Re: Question about deleting table duplicates
Date: 19 Sep 2003 06:17:40 -0700
Message-ID: <b863dacd.0309190517.500024df_at_posting.google.com>
"ScottH" <fakeaddress_at_newsgroupsonly.com> wrote in message news:<pOKdnbFXV7ane_SiU-KYvQ_at_giganews.com>...
> I was looking for thw SQL to delete dupes from a table, and came across
> this. All who saw it agreed in principle, but I can't quite figure out the
> logic. If we are deleting all rows whose rowid is greater than the least of
> the rowids returned from creating the subset of dupes, couldn't we
> inadvertently delete some non-dupes rows that were created after the last
> dupe ? I mean, any row created after the last dupe would have a greater
> rowid, wouldn't it ?
>
> Here's the SQL:
>
> delete from table_1 a
> where a.rowid >
> (select min(b.rowid)
> from table_1 b
> where b.col_dup_values = a.col_dup_values)
The condition in the subselect (b.col_dup_values = a.col_dup_values)

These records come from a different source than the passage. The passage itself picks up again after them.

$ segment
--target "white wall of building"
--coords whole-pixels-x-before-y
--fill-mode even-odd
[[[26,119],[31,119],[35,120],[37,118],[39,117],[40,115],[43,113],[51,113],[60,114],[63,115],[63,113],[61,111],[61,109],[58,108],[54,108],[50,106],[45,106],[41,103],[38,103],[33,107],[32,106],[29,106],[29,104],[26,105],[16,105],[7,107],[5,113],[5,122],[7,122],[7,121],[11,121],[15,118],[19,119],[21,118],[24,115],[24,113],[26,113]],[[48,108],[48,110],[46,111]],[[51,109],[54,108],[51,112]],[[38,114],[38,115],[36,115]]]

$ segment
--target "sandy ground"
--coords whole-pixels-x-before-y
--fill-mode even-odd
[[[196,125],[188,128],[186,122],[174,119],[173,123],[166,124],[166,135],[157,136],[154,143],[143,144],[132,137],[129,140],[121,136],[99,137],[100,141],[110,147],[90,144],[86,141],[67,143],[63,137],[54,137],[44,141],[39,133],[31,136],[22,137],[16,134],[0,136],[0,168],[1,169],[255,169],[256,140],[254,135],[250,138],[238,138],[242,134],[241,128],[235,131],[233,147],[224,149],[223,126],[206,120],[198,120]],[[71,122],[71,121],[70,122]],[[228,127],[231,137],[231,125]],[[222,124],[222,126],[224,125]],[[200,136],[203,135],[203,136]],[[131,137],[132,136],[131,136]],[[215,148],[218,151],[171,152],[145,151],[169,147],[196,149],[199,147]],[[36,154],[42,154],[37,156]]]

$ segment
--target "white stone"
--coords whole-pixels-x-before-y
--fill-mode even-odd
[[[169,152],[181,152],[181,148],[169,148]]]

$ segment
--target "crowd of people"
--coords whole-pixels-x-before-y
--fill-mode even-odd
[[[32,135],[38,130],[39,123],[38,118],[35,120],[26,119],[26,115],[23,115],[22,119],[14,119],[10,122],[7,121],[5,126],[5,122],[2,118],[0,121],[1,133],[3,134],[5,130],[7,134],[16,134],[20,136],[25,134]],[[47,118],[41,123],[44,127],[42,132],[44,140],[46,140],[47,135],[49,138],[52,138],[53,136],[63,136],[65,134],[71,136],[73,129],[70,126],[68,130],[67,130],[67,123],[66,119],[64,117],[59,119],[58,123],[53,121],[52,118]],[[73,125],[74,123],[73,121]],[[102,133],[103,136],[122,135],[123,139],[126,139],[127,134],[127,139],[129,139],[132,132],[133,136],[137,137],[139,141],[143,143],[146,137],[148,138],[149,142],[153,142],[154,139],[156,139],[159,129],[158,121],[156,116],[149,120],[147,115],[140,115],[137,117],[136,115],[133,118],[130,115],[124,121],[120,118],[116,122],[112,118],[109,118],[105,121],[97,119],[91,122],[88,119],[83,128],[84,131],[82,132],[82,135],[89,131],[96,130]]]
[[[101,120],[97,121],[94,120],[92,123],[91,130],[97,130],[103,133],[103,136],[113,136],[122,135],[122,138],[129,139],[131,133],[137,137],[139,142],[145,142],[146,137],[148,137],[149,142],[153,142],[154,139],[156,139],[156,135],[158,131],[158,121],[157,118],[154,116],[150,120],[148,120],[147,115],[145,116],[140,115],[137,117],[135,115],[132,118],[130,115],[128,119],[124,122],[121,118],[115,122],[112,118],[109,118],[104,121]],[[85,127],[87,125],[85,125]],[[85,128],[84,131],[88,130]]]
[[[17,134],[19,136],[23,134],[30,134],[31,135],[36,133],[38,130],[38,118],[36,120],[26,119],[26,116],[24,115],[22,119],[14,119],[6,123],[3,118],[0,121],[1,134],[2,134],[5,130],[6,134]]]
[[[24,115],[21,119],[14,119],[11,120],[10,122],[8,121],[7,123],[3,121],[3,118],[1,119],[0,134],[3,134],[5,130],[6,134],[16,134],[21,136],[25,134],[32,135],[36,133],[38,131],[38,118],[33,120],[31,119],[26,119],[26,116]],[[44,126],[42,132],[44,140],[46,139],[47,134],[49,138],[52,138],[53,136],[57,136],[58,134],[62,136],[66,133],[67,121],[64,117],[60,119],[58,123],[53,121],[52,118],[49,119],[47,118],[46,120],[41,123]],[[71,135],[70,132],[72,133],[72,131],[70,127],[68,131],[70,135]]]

links the two instances (a and b) of table_1 in this SQL. The delete
statement, therefore, only affects table_1 with the condition:
(b.col_dup_values = a.col_dup_values).
This won't delete all duplicated rows, as such, but any row that is a
duplicate of a row that already exists - leaving one row where there
were several duplicates. If you wanted to do that the SQL is much
simpler (at least, simpler to follow).
DELETE FROM table_1
WHERE col_dup_values = (SELECT col_dup_values
,COUNT(*)
FROM table_1
WHERE COUNT(*)>1
GROUP BY col_dup_values)
Received on Fri Sep 19 2003 - 15:17:40 CEST